Special 301 Watchlist 2024 – Click here to provide feedback

What is the Special 301 Report?

The Office of the U.S. Trade Representative (“USTR”) is the federal agency tasked with coordinating and developing U.S. Government policy and priorities related to international trade and investment. In that role, USTR is responsible for negotiating trade agreements, ensuring fair market access for American manufacturers in foreign markets, and overseeing the compliance of our trading partners’ treaty obligations.

Each year, USTR submits a report to Congress – the Special 301 Report – highlighting the countries that present the greatest concerns with respect to IP protection and enforcement, whether due to insufficient statutory protections for trademarks, copyrights, and patents, failures to adequately enforce those rights, or other structural impediments to acquiring or exercising legal rights in those jurisdictions.

Each country included in the Special 301 Report is classified based on the overall severity of the concerns identified by USTR and the level of harm caused to rights-holders by the deficiencies in each country’s legal and enforcement regimes.

Why is it important? How does it actually impact policy / govt resources?

Congress and the Executive Branch use the Special 301 Report, and the input provided by companies like yours, to help determine how resources and policy tools can best be leveraged to resolve the problems identified in each country.

Feedback provided by rights-holders, along with “on the ground” reports from government personnel stationed at embassies and consulates around the world, helps to identify “hot spots” of IP crime, while highlighting the gaps and deficiencies in other countries’ IP regimes that lie at the root of those problems.
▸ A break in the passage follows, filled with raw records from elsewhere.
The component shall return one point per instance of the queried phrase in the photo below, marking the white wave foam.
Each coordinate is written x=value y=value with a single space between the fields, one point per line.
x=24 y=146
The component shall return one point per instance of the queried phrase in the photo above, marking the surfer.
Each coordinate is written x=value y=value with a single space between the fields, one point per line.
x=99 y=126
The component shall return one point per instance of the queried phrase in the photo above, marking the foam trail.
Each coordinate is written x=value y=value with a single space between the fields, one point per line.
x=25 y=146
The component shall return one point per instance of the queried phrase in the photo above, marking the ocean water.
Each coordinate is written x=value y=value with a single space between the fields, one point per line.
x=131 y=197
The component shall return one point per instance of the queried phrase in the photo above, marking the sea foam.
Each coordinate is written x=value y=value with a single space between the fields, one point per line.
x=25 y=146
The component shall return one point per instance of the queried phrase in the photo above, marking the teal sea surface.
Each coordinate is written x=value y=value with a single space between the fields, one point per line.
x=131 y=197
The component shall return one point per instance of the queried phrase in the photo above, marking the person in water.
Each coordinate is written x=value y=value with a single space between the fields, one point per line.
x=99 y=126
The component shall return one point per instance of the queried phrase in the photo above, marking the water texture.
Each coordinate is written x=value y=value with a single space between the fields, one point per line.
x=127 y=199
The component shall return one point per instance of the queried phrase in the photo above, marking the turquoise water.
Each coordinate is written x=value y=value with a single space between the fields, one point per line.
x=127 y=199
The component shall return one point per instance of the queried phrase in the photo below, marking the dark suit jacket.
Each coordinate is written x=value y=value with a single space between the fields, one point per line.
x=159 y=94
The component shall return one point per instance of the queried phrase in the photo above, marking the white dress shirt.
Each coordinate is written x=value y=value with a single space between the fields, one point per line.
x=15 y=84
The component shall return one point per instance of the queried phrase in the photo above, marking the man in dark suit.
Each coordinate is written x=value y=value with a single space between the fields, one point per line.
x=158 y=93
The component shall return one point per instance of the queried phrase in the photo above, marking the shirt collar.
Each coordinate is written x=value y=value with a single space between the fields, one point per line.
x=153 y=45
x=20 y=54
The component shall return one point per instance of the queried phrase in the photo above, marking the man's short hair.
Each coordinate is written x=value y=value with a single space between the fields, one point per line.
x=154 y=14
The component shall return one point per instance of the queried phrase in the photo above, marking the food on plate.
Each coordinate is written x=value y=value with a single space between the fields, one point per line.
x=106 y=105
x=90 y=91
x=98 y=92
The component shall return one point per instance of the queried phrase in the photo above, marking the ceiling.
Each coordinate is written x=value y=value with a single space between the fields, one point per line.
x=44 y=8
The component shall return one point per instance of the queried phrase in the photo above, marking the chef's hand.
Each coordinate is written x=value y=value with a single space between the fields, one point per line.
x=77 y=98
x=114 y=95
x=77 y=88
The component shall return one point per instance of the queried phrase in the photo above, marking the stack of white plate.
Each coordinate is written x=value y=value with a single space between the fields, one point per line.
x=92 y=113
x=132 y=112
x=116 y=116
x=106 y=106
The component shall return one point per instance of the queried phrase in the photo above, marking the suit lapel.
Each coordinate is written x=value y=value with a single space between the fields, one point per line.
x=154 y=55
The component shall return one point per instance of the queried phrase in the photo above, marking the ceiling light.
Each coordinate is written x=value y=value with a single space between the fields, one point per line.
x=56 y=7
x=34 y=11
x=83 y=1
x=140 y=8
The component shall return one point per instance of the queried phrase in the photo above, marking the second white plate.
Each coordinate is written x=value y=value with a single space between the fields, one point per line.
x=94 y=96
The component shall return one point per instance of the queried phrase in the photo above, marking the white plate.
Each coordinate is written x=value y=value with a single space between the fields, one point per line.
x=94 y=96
The Special 301 Report is one of the key tools used by the U.S. government to encourage foreign governments to adopt necessary reforms to their IP regimes, and to increase the level of IP protection and enforcement around the world.

Submission Examples:

BAD: “XYZ Country does not do enough criminal enforcement.”

GOOD: “Over the past 12 months, we have noted an x% decrease in the number of market raids / arrests / prosecutions by criminal authorities in XYZ country. 

BAD:  “X Country needs better laws to deter recidivism among counterfeiters.”

GOOD:  “X Country’s statutes provide for a maximum term of imprisonment of 1 year for criminal trademark counterfeiting offenses, and fail to consider evidence of the offender’s sales volume or profits in calculating maximum fines.  Due to a number of factors, custodial sentences are rarely imposed.  Even when successfully prosecuted, violators have little disincentive against resuming their illicit activity, because there is little practical risk that they will face imprisonment, and the monetary penalties imposed are unlikely to exceed the profit derived from their illegal sales.